Friday, July 29, 2011

#3 Acceptance/Denial

I'm off to a late start on day 3, since I was out until 4AM getting riproaring drunk. No, I'm just fucking with you; I was in bed reading and reading until I realized that the sun would be rising soon. I haven't had a night like that in a long time, a night of quiet contemplation and getting wonderfully lost in words.

I ended up buying a MegaBus ticket last night from Chicago to Memphis. The bus leaves around 10PM and travels through the night to reach Memphis at 8AM, where I'll meet my Mom, drive the hour back home, and get to see the damage for myself.

My hope is to do all I can while I'm there and then be able to be a sober traveling companion for the Brazilian girl from New York, who needs someone to come along with here for a two-week stretch of vacation starting in mid-August. I'll have to see whether or not I can do this without leaving my family hanging - the next few days will tell.

Cutting my travels short for now hasn't been as hard as I imagined it would be - being in Chicago right now makes me sad - noticing each new, neat part of the city reminds me of my time here as a reclusive closet drunk, how many people, places, and activities I've cheated myself out of experiencing. I thought it was just a matter of getting out more and conquering a few, surface-level fears, but there are deeper problems that I still have to uncover. I can't blame this all on alcohol, but drinking never helped me solve these problems and has become a dangerous distraction.

I'm not in denial about needing not to drink indefinitely, but I am unsure of whether I'll ever be able to drink again.

I drank my first beer at 14, or first four beers more exactly. I'd sneak out of the house in the dead of night wearing a long sleeved shirt over a tee shirt. The long sleeved shirt was for the Coors Light, which never failed to be sitting in a cooler in the back of this one pickup truck that I knew of. I would take off my long sleeved shirt and wrap up the brews, my little bundle of midnight mischief.

I wasn't a big fan of the taste, and the fourth beer almost always made me puke at first. I would go maybe once, sometimes twice a week. I learned how to let out the extra air in my stomach with well-timed burps to not feel queasy and began to enjoy the progression of my buzz. One night, I found a half-full pint of liquor in the cooler; this was very exciting, since I'd never had liquor before. I took the bottle back to my house and sat up in the attic drinking it until empty. When I tried to climb from the attic, my legs wouldn't work. I stumbled, wobbled, and passed out. I woke up with the morning light on the carpet below the pull-down attic door with a little puddle of vomit next to my mouth - my guess is that I crawled onto the door, and it swung open to deposit my drunk adolescent ass on the carpet.

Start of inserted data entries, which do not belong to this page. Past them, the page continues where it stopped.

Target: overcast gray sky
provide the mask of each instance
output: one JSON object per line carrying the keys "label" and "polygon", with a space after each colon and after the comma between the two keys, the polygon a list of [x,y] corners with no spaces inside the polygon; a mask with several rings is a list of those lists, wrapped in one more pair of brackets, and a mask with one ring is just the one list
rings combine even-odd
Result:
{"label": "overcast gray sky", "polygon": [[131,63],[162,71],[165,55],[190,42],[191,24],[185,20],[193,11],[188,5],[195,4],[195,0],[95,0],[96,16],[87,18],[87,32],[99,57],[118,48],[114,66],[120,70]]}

In Chicago, while I worked part-time jobs and had long windows of time that could have been used for writing and exploring, I chose to buy a six pack of Special Export pints nearly every day. I'd hide many of the cans in the bottom of the trash before my ex got home. I sometimes made multiple trips in a day or bought a bottle of wine too for chugging, since the beer really did take too long to react with my stomach. I started getting red spots on the inside of my legs after doing this for several months.

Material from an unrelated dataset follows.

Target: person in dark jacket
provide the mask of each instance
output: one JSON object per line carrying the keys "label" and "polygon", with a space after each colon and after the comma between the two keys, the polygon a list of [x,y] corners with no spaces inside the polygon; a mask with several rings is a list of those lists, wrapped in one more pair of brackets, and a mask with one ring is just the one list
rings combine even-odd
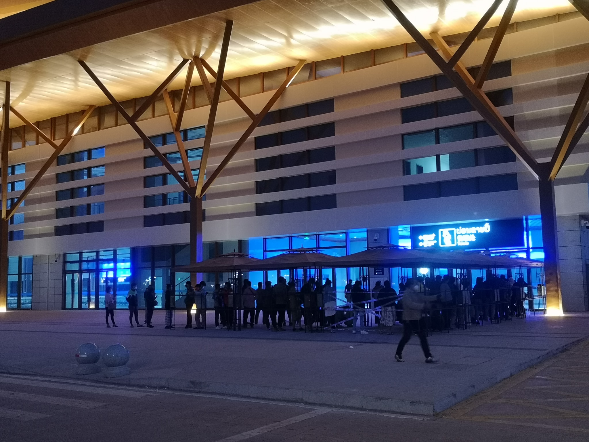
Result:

I blamed the red spots on the beer and starting buying fifths of vodka or rum to make mixed drinks. This made me feel classier, as if I had solved a problem in a refined manner. I would also sometimes take little breaks from drinking - sometimes even a week or so - and pat myself on the back for my show of self-restraint. I was still doing all this before my second surgery to halt any possible cancer spread.

Looking back this morning on this and all the massive amounts of college drinking that came in between, I think "holy shit, that was me." I'm also startled and touched that my ex put up with me for so long. And I'm surprised and scared that I put up with myself for so long.

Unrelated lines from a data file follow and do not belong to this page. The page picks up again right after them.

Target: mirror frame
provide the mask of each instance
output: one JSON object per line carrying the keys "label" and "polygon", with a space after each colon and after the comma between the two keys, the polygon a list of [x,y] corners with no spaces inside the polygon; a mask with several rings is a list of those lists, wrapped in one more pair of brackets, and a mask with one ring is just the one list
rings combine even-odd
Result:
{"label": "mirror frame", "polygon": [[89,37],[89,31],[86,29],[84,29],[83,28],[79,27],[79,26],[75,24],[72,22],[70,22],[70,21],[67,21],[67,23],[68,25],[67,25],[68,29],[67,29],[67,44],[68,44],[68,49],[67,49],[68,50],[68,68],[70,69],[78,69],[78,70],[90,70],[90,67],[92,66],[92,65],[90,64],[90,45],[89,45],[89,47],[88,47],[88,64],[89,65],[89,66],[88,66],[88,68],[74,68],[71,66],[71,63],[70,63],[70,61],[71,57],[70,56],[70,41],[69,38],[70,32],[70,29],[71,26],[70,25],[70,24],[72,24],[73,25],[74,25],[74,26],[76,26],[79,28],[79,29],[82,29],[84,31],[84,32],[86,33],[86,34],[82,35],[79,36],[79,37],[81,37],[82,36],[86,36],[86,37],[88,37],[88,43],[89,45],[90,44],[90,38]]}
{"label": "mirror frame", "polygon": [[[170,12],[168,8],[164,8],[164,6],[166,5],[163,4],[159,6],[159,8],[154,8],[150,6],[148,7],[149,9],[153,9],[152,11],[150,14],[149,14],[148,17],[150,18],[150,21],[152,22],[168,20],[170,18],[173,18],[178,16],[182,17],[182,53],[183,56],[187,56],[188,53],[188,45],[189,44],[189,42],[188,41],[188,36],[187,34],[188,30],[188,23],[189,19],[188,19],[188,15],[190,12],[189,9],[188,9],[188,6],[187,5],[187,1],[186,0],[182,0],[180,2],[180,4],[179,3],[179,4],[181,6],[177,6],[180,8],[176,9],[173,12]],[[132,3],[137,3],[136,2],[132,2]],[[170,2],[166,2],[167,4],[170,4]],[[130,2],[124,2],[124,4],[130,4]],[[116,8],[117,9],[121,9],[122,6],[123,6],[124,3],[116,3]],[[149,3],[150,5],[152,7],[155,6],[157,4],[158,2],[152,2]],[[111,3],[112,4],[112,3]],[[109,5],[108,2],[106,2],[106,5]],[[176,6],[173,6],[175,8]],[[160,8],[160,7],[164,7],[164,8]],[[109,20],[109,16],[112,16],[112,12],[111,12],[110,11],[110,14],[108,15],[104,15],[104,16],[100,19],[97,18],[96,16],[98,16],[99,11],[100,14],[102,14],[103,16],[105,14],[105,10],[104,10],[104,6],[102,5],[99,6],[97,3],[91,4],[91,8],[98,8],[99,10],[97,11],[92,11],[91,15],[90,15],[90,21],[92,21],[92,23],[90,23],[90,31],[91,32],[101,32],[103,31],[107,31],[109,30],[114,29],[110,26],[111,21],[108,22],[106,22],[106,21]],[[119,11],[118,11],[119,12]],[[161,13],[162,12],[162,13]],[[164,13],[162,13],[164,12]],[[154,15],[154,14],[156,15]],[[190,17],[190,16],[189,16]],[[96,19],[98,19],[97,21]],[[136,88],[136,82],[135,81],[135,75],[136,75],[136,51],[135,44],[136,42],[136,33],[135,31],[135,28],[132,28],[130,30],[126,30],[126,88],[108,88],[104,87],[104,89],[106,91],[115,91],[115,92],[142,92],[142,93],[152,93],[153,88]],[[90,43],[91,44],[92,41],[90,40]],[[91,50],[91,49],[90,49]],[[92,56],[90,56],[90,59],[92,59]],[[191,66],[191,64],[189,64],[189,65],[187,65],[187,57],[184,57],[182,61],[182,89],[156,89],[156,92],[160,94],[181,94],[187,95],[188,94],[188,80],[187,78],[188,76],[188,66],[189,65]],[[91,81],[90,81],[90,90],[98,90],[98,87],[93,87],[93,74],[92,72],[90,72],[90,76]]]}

So hell no, I'm not in denial about not needing to not touch a drop for a very long time... but for the rest of my life. Will I ever be able to enjoy just a single glass of wine with dinner or go out with a long-time friend for a few drinks (2 or less)? Past studies point to NO.

Even a week ago, I was fantasizing about how I'd have dead drunk Detroit adventures. I'm turning 24 very soon and realize that I've never had any solid notions of who I wanted to be or where I wanted to go, other than vague notions of being a mysterious, traveling writer-drunk. This makes me very sad.

I'm leaving the bed and breakfast in the next hour and thinking of ways to spend the next 8 hours toting around my baggage in downtown Chicago before having to make my bus. There are no more bars for me to waste time at, so I feel clueless. That's it for now.